The largest body of water on the Cidlina and in its whole basin area is the Žehuňský Pond with an area of 173 ha. There are 126 bodies of water larger than 1 ha in the basin area.

==Protection of nature==
On the upper reaches of the river there is an extensive nature monument called Javorka a Cidlina – Sběř. It has an area of 272.9 ha and, in addition to the Cidlina bed, it also covers the bed of the lower course of the Javorka and some areas on the banks of the Cidlina. The reason for the protection is to ensure a stable population of species of plants and animals that are endangered and protected within the Czech Republic, especially the thick shelled river mussel, the dusky large blue, the Eurasian otter and the green snaketail.
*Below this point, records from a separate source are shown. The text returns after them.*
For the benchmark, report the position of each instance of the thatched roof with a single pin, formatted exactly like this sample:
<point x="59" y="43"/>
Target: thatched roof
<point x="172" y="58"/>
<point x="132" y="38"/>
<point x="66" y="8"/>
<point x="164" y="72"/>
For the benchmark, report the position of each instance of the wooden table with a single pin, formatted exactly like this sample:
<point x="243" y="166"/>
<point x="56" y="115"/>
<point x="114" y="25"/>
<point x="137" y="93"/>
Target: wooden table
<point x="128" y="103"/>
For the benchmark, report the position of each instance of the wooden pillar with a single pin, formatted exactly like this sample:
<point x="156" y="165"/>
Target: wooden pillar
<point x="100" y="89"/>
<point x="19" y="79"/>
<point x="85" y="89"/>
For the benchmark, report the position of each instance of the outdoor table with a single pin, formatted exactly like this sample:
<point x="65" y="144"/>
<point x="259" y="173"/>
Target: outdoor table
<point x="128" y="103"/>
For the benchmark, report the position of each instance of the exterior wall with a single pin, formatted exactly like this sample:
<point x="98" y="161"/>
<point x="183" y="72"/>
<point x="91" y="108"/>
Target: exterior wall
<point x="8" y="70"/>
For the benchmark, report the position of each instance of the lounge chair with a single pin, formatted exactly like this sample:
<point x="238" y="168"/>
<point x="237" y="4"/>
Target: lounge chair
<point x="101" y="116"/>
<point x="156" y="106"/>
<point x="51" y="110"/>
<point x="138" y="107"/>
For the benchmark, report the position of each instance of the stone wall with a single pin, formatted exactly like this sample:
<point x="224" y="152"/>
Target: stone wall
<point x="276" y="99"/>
The area of the fishpond Žehuňský rybník and its surroundings is protected as Žehuňský rybník National Nature Monument. It has an area of 301.6 ha. Endangered species found here include the narrow-mouthed whorl snail and several rare species of the genus Taraxacum (bavaricum, pauckertianum and irrigatum).

The secondary spring of the Cidlina is located in Jezírko pod Táborem Nature Monument on an area of 0.3 ha. It is a small peat pond with a population of the round-leaved sundew.

==Tourism==
The Cidlina is suitable for river tourism. About 76 km of the river is navigable. Its calm flow makes it suitable for beginner paddlers.